Pada 5 Oktober 2023 dikabarkan layanan pay later atau buy now pay later (BNPL) dari Akulaku Finance Indonesia, grup Akulaku, dicabut usai keputusan Dewan Komisioner regulator industri keuangan tersebut tertanggal 5 Oktober 2023.
Agusman menambahkan OJK masih memberi waktu perbaikan kepada perusahaan penyelenggara bisnis paylater yang didukung oleh Ant Grup—bagian dari Alibaba asal China— sampai dengan akhir paruh pertama tahun 2024.
Waktu tambahan, lanjut Agusman, “untuk menyelesaikan beberapa poin yang sedang on progress untuk diselesaikan.”
Sebelumnya Agusman menegaskan OJK meminta Akulaku Finance memenuhi seluruh rekomendasi pemeriksaan sesuai dengan jangka waktu yang ditetapkan.
Keputusan OJK melarang penyedia pinjaman online Akulaku Finance Indonesia melanjutkan layanan paylater, mencerminkan masih kuatnya sinyal ketegangan antara animo masyarakat yang makin tinggi pada pinjol berhadapan dengan pengaturan industri pinjol oleh otoritas yang menyisakan banyak celah.

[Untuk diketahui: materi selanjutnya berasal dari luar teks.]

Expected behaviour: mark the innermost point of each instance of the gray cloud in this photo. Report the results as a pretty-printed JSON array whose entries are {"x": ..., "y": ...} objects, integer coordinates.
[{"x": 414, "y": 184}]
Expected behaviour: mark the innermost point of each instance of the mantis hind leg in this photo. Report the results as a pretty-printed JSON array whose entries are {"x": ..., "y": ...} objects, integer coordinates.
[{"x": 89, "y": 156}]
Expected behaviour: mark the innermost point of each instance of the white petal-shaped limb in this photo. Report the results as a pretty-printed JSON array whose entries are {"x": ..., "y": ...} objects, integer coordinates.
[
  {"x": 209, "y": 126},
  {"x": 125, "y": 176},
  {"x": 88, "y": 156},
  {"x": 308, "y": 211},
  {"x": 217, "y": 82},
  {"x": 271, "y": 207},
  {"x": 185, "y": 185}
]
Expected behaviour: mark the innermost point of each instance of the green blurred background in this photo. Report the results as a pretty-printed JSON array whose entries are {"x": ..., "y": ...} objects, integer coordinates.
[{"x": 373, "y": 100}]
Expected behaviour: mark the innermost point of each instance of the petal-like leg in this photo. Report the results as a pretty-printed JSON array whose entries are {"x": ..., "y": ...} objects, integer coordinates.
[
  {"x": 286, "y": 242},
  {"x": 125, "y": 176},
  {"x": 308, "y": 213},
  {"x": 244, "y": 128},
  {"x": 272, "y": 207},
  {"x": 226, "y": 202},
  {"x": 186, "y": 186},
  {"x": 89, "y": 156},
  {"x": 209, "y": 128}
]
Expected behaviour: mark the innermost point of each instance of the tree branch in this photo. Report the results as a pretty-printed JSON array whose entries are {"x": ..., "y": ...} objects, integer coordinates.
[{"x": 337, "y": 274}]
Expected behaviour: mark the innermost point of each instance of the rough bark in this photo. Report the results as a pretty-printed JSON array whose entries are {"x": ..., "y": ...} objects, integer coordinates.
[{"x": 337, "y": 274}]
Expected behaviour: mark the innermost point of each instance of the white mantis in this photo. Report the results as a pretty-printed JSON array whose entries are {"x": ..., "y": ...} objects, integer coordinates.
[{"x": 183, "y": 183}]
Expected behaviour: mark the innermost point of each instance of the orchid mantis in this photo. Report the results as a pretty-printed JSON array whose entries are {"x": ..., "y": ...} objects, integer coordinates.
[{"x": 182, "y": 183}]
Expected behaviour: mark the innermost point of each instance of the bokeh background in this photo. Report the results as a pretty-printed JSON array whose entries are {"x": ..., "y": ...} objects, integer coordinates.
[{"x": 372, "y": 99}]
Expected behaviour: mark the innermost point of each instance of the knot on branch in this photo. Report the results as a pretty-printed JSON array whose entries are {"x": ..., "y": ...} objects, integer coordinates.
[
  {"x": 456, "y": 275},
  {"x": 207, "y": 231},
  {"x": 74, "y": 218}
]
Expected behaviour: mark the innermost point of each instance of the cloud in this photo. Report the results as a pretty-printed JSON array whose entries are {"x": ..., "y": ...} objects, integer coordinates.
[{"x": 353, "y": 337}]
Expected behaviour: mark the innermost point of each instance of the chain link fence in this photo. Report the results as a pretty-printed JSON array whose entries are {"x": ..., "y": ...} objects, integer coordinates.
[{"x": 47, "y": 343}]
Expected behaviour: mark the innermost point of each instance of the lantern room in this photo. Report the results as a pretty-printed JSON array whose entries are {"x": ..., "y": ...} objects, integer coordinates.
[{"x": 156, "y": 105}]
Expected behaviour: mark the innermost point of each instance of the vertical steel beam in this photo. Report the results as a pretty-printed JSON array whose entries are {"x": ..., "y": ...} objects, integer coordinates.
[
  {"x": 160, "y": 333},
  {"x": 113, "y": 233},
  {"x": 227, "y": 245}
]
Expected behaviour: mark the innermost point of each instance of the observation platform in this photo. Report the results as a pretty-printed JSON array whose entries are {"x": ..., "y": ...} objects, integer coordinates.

Dalam lima tahun terakhir, nilai pinjaman online yang tersalur sudah naik lebih dari 300%. Sampai Agustus lalu, nilai outstanding pinjaman online, termasuk yang disalurkan lewat fasilitas paylater, mencapai Rp53,11 triliun.
Artinya terjadi kenaikan 354% dalam lima tahun yaitu dibanding Agustus 2018 yang sebesar Rp11,68 triliun. Dari angka puluhan triliun rupiah itu, Rp5,57 triliun. berstatus kredit macet.
Dari nilai pinjaman bermasalah sekitar Rp5 triliun, sekitar 88,5% disumpang oleh peminjam (borrower) perseorangan dengan total mencapai Rp4,93 triliun. Tumpukan pinjol bermasalah itu tak ayal memicu bermunculan kasus penagihan pinjaman nir-etika yang bahkan mengorbankan nyawa.
OJK mencatat, selama semester 1-2023, aduan masyarakat terkait layanan fintech mencapai 2.913 aduan, ditambah aduan terkait pinjol ilegal yang mencapai lebih dari 3.000 aduan.